Merging PDFs on Windows
Windows does not include a native PDF merge tool in any version (including Windows 11). Microsoft Edge can view and annotate PDFs but cannot merge them. The Print to PDF feature creates a single PDF from a printable document but does not merge multiple PDFs. The simplest option for Windows users without additional software is a browser-based tool. Open Edge, Chrome, or Firefox, navigate to the PDF Merge tool, and use the file picker to select PDFs from your Windows file system or connected cloud storage. For users with Microsoft 365, Word can open and export PDFs. You can insert one PDF into another via Insert > Object > Text from File (though this works better with text PDFs than scanned ones). This is a workaround, not a proper merge, and typically does not preserve PDF-specific features. Adobe Reader (the free version) cannot merge PDFs — you need Acrobat Standard or Pro. Adobe Acrobat Pro is available as a subscription ($19.99/month) and provides the full professional merge experience with drag-and-drop reordering, bookmark management, form field preservation, and batch processing. Free Windows alternatives to Adobe Acrobat for merging include PDF24 (has a desktop app), PDFsam Basic (open-source, runs locally), and Foxit PDF Reader (free tier with merge capability). These are worth installing if you merge PDFs frequently on Windows. For occasional use, the browser-based tool is faster to access with no install required. PDF printers (virtual printers that print to PDF, like Microsoft Print to PDF, Bullzip PDF Printer, or doPDF) can merge documents from print-aware applications, but do not preserve PDF features like bookmarks, links, or forms.

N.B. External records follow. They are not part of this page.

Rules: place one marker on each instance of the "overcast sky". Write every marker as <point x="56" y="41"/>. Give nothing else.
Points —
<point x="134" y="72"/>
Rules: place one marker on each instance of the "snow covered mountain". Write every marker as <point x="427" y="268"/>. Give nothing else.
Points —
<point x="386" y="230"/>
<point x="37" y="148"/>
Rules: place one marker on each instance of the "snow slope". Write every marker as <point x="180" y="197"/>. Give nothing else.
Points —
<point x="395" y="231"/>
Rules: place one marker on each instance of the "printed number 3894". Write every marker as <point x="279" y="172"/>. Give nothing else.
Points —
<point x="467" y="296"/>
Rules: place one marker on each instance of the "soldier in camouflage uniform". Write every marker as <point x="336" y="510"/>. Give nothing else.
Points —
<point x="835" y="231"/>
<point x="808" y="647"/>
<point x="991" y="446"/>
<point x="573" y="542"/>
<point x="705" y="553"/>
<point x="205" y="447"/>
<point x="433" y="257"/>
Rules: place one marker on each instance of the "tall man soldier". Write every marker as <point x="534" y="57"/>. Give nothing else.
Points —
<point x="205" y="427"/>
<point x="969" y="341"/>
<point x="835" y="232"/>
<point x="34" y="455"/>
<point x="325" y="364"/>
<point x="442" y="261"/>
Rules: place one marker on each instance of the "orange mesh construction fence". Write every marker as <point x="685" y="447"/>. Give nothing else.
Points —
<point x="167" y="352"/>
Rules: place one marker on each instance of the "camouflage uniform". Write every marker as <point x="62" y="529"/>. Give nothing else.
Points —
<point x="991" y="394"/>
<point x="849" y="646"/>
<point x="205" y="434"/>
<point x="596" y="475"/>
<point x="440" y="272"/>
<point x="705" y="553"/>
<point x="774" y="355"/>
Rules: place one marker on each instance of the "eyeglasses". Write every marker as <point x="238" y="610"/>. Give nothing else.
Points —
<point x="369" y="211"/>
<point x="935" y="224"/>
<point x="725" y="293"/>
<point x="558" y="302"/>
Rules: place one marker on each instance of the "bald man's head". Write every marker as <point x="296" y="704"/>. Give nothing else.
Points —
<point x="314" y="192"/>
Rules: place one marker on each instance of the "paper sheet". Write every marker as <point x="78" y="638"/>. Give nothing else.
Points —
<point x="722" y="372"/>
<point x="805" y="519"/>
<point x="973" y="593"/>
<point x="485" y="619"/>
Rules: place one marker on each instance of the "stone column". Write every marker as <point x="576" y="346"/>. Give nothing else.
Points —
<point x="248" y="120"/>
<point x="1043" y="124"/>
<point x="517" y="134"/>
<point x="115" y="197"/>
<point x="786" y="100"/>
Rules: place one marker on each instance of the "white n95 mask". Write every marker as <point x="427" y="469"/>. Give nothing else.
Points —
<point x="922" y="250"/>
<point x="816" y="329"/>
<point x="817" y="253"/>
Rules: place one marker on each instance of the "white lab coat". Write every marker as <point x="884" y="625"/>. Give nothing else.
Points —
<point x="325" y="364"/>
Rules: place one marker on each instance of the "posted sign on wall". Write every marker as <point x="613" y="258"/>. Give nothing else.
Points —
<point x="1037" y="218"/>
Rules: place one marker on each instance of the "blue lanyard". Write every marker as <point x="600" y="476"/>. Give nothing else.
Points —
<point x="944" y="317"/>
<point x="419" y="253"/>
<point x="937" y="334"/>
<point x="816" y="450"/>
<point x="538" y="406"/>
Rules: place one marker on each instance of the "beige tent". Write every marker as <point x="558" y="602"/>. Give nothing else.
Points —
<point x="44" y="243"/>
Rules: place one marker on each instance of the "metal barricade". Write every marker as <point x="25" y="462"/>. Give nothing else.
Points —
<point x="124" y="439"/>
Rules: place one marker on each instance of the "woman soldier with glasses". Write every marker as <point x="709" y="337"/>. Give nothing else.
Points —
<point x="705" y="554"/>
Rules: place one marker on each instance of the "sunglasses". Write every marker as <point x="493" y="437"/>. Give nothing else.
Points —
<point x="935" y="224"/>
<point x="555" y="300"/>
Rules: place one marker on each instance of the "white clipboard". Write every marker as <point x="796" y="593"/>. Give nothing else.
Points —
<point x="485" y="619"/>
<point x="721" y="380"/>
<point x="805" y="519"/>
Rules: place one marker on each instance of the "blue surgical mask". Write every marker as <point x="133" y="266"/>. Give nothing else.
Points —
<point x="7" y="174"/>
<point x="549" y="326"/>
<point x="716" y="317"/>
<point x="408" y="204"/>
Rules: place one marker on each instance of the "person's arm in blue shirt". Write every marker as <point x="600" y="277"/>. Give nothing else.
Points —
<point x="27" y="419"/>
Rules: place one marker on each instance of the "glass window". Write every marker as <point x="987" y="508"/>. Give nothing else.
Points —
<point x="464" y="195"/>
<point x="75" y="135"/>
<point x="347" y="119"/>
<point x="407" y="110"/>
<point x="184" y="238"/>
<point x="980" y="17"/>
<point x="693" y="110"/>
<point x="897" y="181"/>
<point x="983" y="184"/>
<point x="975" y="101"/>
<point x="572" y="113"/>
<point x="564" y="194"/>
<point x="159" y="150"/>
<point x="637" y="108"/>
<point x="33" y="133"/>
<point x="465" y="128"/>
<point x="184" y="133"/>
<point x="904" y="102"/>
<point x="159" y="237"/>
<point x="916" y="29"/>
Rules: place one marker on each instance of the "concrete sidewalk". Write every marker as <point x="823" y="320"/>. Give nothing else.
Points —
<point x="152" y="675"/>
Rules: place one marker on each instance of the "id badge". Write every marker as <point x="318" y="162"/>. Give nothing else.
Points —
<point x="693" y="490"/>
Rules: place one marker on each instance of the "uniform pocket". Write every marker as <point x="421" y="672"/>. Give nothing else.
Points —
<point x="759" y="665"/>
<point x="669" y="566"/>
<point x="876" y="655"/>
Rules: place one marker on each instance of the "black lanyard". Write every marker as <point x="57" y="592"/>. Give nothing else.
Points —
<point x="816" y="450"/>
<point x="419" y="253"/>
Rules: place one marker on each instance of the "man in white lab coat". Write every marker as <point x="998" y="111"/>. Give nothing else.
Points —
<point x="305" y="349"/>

Frequently Asked Questions
- Is there a built-in way to merge PDFs on Windows 11?
- No, Windows 11 does not include a native PDF merge function. Microsoft Edge can view and annotate PDFs but not combine them. Your options are: a browser-based tool (no install needed), a free desktop app like PDFsam Basic or PDF24, or Microsoft 365's Word (workaround, limited). For regular use, PDFsam Basic is a solid free, open-source Windows option. For occasional use, a browser tool is faster.
- Can I merge PDFs on iPhone without an app?
- Yes. Open Safari on your iPhone and use our browser-based PDF Merge tool — it runs entirely in the browser using WebAssembly, requiring no app download. Tap the file selection area, choose your PDF files from the Files app, set the order, and merge. The output downloads directly to your iPhone's Downloads folder. For very large merges, Safari's memory limits may apply, so keep total file size under 100 MB for reliable results.
- Does the Mac Preview merge method preserve all PDF features?
- Preview preserves the basic page content and displays correctly. However, it may not reliably preserve all PDF features, including interactive form fields, digital signatures (which are invalidated by any document modification), and complex JavaScript actions. For standard documents — reports, contracts, portfolios without interactive elements — Preview merge works well. For documents with complex interactivity, use a more capable tool like Adobe Acrobat or our browser-based tool with MuPDF.